The vast majority of the roughly 70 riot defendants sentenced thus far pleaded guilty to misdemeanor offenses to which the sentencing guidelines don’t apply at all. A handful have gotten probation, while others received sentences of 30 or 60 days behind bars.

The most serious sentence handed down thus far is the five-year-three-month prison term for Florida resident Robert Palmer, who admitted to battling with police at the Capitol by swinging a pole and throwing both a fire extinguisher and a wooden plank.

Although the plea agreement in Palmer’s case said prosecutors reserved the right to seek the terrorism enhancement, they did not mention the enhancement at his sentencing last month, nor did the judge raise it.

When another Florida man, Paul Hodgkins, was sentenced in July to eight months in prison for storming onto the Senate floor on Jan. 6 carrying a Trump flag, prosecutors minced no words about his actions.

“Jan. 6 was an act of domestic terrorism,” Assistant U.S. Attorney Mona Sedky said. “He was part and parcel of an act of domestic terrorism that was going on around him.”

Hodgkins’ defense attorney at the time, Patrick Leduc, warned against the use of such terms. “If we’re going to label this protest as domestic terrorism, then please consider this: Where do we draw that line?” he asked.

Despite Sedky’s strong words, prosecutors did not seek the sentencing enhancement for Hodgkins, the defense didn’t raise it and neither did the judge.

That’s likely because the assault and obstruction charges the defendants admitted to in those cases aren’t on the list of terrorism crimes Congress has identified.

However, the terrorism enhancement provision is so expansive that it may cover even convictions on charges that are not on that already-long rundown of offenses.

Christopher Hasson, a Coast Guard officer and self-described white nationalist who lived in Silver Spring, Md., was arrested in 2019 after allegedly plotting to kill prominent Democratic politicians and media figures. He pleaded guilty later that year to a series of firearms and drug charges.

None of those charges are on the list of federal terrorism offenses, but U.S. District Court Judge George Hazel sentenced Hasson to more than 13 years in prison after applying the terrorism sentencing enhancement.

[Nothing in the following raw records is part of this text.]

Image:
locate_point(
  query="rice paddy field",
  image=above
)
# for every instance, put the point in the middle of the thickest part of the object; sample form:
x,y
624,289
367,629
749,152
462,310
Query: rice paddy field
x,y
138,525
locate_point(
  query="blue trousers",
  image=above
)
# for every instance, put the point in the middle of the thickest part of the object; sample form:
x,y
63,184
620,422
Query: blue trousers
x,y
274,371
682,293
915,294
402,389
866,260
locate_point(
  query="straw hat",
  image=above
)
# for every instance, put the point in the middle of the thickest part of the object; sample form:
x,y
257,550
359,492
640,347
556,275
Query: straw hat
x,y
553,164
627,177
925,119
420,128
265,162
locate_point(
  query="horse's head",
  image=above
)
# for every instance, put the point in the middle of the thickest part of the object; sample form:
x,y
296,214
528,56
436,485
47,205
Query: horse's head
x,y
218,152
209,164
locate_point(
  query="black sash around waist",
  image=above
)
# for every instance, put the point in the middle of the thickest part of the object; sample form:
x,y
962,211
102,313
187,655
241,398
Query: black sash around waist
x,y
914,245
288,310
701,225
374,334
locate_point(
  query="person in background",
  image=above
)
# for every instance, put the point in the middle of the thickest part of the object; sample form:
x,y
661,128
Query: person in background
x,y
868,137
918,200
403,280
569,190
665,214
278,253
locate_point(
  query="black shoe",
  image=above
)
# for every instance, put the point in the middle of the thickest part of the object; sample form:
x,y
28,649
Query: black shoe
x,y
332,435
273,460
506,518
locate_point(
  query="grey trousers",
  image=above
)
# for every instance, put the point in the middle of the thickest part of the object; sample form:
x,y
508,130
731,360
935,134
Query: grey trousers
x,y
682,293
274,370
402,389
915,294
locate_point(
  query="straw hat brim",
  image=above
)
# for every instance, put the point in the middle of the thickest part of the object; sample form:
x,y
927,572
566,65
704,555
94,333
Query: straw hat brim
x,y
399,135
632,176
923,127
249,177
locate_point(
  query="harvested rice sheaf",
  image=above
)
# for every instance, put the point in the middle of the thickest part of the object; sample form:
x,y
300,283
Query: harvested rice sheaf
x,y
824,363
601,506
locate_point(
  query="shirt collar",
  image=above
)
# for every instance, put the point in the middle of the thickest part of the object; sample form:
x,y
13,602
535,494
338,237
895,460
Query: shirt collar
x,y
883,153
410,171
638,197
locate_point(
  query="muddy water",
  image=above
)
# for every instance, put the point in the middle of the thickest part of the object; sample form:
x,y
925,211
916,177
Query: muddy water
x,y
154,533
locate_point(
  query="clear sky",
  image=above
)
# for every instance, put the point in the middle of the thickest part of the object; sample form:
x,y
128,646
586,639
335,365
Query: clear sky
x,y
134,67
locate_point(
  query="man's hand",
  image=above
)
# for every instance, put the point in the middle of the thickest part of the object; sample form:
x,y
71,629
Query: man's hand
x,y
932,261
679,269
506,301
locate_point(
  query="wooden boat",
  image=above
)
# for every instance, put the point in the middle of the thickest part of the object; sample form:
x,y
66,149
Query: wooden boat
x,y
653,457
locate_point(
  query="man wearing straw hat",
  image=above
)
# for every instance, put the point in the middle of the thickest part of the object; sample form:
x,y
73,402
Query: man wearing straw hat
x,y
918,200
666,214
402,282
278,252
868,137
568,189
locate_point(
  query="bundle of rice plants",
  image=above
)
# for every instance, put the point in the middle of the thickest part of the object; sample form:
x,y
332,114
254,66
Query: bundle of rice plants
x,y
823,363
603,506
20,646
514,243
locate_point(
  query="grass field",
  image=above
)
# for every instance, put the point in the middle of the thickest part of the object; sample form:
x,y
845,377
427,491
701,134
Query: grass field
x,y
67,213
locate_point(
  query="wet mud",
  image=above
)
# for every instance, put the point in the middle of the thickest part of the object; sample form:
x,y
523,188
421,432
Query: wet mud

Prosecutors argued for the enhancement (and a 25-year sentence), contending that the silencers and rifle scopes Hasson possessed were “intended to promote” a plot to kill members of Congress and two Supreme Court justices even though Hasson never pleaded guilty to such a plot.

Hasson is appealing his sentence to the Fourth U.S. Circuit Court of Appeals, noting that a congressional conference report on an antiterrorism law passed in 1996 described the enhancement as limited to “specifically listed” crimes of terrorism. The appeal was argued in March and the Richmond-based court has yet to rule.

Such ambiguities mean defense attorneys considering whether their clients should plead guilty in the Capitol riot have to also factor in the possibility that a judge could conclude that the terrorism guidelines apply even in a case where prosecutors don’t seek it.

Last month, at sentencing for a QAnon follower who admitted to weapons charges and threatening to kill Speaker Nancy Pelosi, prosecutors told U.S. District Court Judge Amy Berman Jackson that they initially believed sentencing guidelines called for an 18- to 24-month prison term for the defendant, Cleveland Meredith Jr.

However, Jackson calculated the range at 37 to 46 months. No one raised the terrorism enhancement, but the judge concluded that the sentencing rules called for a different sentence for cases involving a person targeted because of their official duties.

“The fact that the government didn’t point to this before is odd,” said Jackson, an appointee of President Barack Obama. Meredith’s lawyer complained bitterly about the decision and warned that it would “reverberate.”

The case shook out in the way experts say they often do, with the guidelines appearing to drive up the sentence even when judges conclude they’re a bit too harsh to adhere to.

Ultimately, Jackson gave Meredith a 28-month prison term, below the guidelines, but above what prosecutors and the defense initially asked for.